Les observations sont donc mitigées. «Les gestionnaires d’actifs sont probablement plus hésitants – ou moins prêts – parce qu’ils ne voient pas encore une demande aussi importante de la part de leurs clients, et ne pensent donc pas vraiment qu’il s’agit d’une priorité. Ils l’envisagent pour l’avenir, mais ce n’est pas une priorité par rapport aux demandes de leurs clients.
Des défis à la jonction d’un monde traditionnel et numérique
State Street, en tant que prestataire de services, «cherche à intégrer le numérique dans ses principaux produits», explique Riccardo Lamanna. «Nous avons commencé avec une division numérique dédiée, et nous avons progressivement cherché à intégrer et à avoir des experts numériques et une stratégie numérique dans chacun de nos produits», stimulant ainsi les synergies et répondant aux demandes des clients.
«Le plus grand défi auquel nous sommes confrontés, en tant que grand dépositaire, est la possibilité pour nos clients de détenir des actifs numériques qui se trouvent sur différents réseaux, et de les voir consolidés en un seul endroit.»
Le secteur est à la croisée des chemins entre le monde traditionnel et le monde numérique. «Nous voulons être prêts à servir les actifs numérisés – ou natifs du numérique – tout en servant les actifs traditionnels.
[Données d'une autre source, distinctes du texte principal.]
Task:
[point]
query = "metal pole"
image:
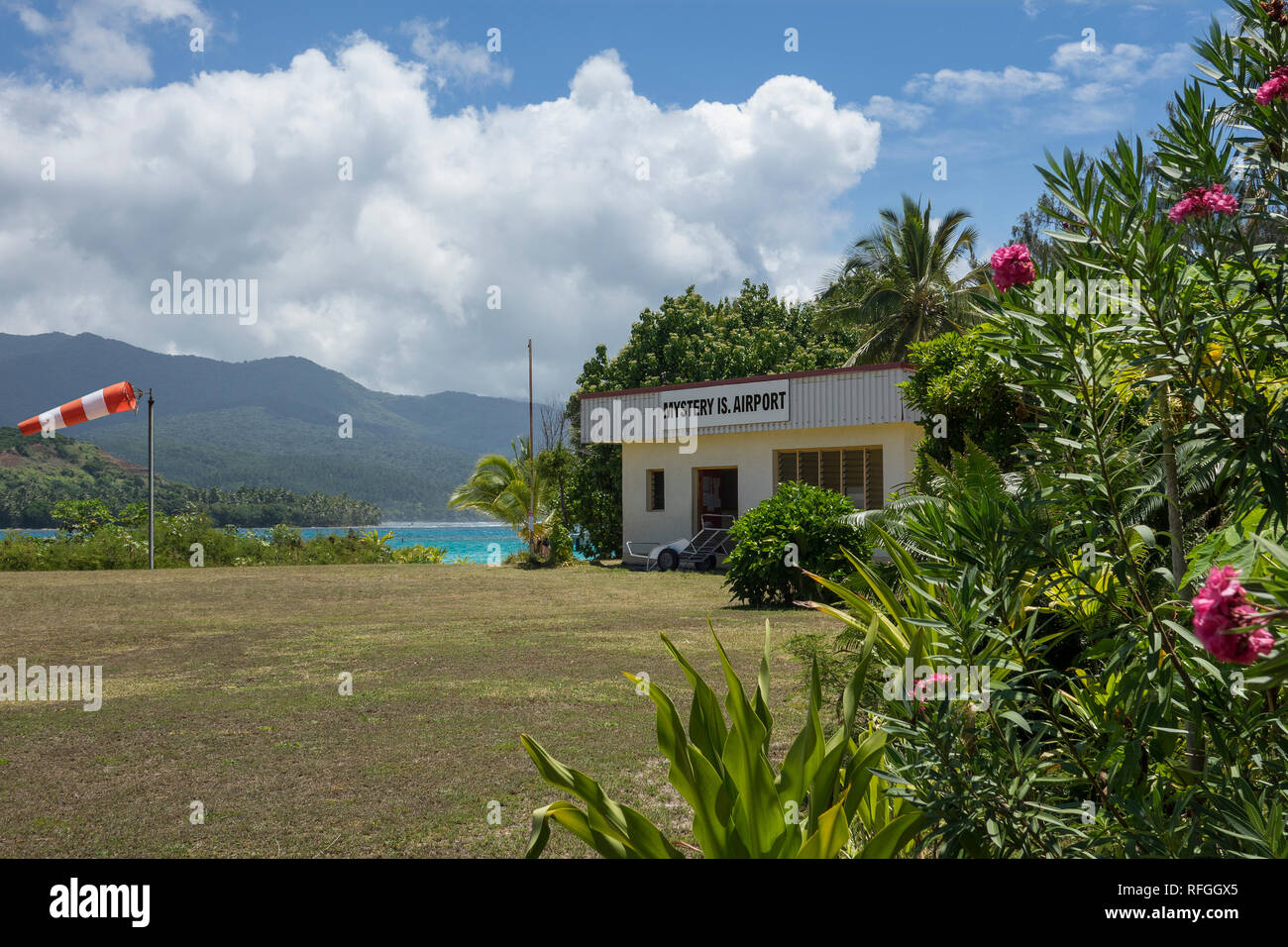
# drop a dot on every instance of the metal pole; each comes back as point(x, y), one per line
point(151, 488)
point(532, 463)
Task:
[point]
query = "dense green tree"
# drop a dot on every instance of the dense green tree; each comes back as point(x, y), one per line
point(898, 285)
point(501, 488)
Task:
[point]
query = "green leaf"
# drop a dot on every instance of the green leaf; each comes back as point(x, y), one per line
point(608, 818)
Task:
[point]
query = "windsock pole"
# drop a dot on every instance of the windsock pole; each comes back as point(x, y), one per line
point(151, 489)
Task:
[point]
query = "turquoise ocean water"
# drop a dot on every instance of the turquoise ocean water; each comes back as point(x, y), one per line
point(469, 540)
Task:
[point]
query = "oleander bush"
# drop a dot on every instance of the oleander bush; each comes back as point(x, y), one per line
point(799, 527)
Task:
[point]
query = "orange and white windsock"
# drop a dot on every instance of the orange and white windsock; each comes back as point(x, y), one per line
point(104, 401)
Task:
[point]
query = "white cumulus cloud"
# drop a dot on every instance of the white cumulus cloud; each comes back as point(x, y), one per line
point(574, 211)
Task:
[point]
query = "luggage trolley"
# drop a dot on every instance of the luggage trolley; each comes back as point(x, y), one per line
point(700, 553)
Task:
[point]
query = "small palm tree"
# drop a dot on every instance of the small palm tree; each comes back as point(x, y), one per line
point(897, 283)
point(501, 487)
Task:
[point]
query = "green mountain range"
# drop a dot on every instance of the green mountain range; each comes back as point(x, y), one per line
point(38, 474)
point(267, 423)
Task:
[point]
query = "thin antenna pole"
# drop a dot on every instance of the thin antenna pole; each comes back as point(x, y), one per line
point(532, 463)
point(151, 489)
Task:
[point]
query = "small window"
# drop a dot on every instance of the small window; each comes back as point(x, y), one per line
point(656, 489)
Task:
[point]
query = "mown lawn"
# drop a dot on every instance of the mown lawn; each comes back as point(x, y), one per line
point(220, 684)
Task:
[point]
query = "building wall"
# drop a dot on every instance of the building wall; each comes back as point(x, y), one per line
point(863, 394)
point(752, 453)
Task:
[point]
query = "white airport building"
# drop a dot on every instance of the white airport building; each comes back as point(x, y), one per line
point(696, 457)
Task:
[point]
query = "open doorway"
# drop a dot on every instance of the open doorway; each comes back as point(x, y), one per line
point(716, 497)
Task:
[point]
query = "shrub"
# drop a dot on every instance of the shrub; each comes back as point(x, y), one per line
point(764, 567)
point(824, 800)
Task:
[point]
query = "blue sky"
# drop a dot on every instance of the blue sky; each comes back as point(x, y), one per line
point(482, 169)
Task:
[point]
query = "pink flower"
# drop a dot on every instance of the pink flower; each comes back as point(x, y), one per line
point(1274, 88)
point(1223, 604)
point(927, 686)
point(1203, 201)
point(1013, 265)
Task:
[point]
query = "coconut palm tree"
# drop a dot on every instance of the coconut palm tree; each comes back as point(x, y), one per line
point(501, 487)
point(897, 282)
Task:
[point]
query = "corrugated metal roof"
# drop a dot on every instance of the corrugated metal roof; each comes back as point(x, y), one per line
point(867, 394)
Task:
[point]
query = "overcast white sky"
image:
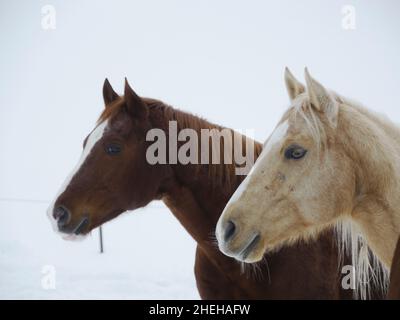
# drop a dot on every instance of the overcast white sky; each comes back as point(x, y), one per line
point(223, 60)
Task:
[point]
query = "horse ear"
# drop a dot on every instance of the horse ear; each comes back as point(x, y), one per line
point(109, 95)
point(321, 99)
point(134, 103)
point(293, 86)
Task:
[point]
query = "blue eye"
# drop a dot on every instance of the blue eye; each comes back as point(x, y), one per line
point(295, 152)
point(113, 149)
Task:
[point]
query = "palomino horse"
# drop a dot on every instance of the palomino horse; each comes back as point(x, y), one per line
point(329, 162)
point(113, 176)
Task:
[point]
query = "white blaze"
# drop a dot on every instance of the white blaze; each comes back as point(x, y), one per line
point(95, 136)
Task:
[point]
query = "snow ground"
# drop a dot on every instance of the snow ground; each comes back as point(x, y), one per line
point(148, 255)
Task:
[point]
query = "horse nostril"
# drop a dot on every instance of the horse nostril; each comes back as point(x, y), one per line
point(229, 230)
point(62, 215)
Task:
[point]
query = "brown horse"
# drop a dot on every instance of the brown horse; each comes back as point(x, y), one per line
point(394, 287)
point(113, 176)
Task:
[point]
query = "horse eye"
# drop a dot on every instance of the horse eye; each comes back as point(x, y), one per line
point(113, 149)
point(295, 152)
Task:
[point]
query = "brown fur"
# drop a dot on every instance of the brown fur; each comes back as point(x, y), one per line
point(196, 194)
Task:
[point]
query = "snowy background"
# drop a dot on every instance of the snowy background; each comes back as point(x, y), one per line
point(220, 59)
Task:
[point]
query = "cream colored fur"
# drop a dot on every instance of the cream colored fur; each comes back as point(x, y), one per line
point(348, 179)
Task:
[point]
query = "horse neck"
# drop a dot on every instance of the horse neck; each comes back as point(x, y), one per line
point(196, 194)
point(373, 144)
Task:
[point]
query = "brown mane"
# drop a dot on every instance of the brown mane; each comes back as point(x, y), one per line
point(222, 175)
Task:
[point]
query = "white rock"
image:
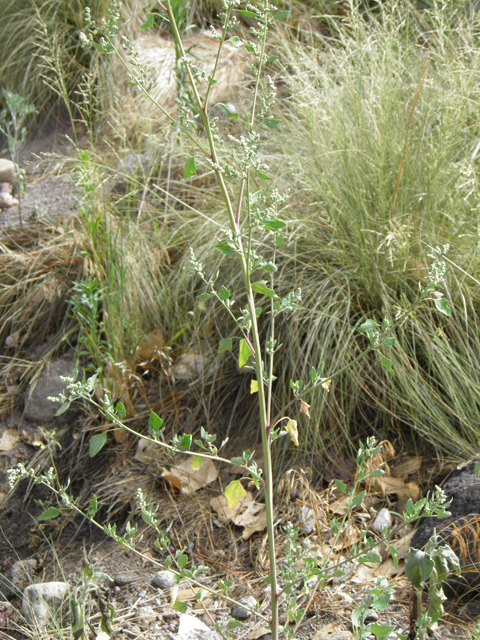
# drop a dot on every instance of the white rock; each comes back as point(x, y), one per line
point(239, 612)
point(164, 580)
point(40, 601)
point(7, 170)
point(191, 628)
point(383, 519)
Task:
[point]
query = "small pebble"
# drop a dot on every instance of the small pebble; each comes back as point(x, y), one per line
point(372, 616)
point(383, 519)
point(239, 612)
point(164, 580)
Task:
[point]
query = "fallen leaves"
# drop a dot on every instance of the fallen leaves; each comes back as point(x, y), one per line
point(246, 513)
point(184, 479)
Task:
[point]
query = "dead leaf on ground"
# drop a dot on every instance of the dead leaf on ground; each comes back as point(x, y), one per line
point(388, 568)
point(149, 348)
point(386, 484)
point(410, 491)
point(333, 631)
point(9, 440)
point(366, 572)
point(408, 466)
point(182, 478)
point(246, 513)
point(339, 506)
point(402, 545)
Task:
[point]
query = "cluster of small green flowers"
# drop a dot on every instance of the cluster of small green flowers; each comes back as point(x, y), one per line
point(438, 268)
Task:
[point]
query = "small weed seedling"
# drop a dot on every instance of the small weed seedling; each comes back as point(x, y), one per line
point(12, 125)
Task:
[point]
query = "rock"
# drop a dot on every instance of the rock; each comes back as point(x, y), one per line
point(383, 519)
point(461, 532)
point(49, 384)
point(146, 615)
point(40, 601)
point(7, 170)
point(164, 580)
point(6, 198)
point(239, 612)
point(191, 628)
point(124, 577)
point(17, 577)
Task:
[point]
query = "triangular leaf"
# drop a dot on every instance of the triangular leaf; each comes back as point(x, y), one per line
point(225, 345)
point(442, 306)
point(190, 168)
point(97, 443)
point(245, 352)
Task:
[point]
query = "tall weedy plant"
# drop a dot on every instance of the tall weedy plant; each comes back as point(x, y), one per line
point(253, 236)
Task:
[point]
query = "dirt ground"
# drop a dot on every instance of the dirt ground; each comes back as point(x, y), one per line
point(142, 610)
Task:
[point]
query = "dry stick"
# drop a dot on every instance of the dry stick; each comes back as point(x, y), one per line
point(426, 64)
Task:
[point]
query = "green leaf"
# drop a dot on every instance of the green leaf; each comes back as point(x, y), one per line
point(120, 409)
point(233, 624)
point(229, 110)
point(381, 630)
point(225, 247)
point(49, 514)
point(225, 345)
point(271, 122)
point(155, 423)
point(97, 443)
point(182, 561)
point(178, 605)
point(235, 41)
point(387, 363)
point(148, 22)
point(341, 486)
point(368, 326)
point(418, 567)
point(442, 306)
point(371, 556)
point(234, 492)
point(263, 176)
point(190, 168)
point(261, 287)
point(196, 462)
point(245, 352)
point(274, 225)
point(389, 342)
point(224, 293)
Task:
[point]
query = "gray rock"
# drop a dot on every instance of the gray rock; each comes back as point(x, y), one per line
point(7, 170)
point(17, 577)
point(239, 612)
point(124, 577)
point(41, 601)
point(49, 384)
point(461, 531)
point(164, 580)
point(383, 519)
point(191, 628)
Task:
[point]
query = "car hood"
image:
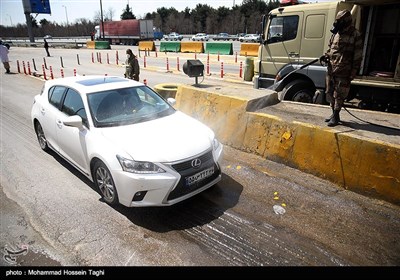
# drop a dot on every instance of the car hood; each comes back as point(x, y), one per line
point(166, 139)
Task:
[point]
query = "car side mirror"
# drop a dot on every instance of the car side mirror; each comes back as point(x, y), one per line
point(73, 121)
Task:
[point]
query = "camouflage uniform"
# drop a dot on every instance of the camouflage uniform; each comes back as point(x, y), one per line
point(344, 58)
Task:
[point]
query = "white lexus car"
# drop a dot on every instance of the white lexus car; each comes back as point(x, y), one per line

Nos clients nous demandent de continuer à faire les deux.» Par conséquent, «le défi pour nous est clairement d’avoir une méthodologie et un rapport cohérents pour les actifs numériques par rapport aux actifs traditionnels afin de satisfaire nos clients. À cet égard, l’investissement dans la technologie devient tout à fait évident», qu’il s’agisse de déplacer les applications vers le cloud ou d’adopter des applications prêtes à négocier et à gérer les actifs numériques.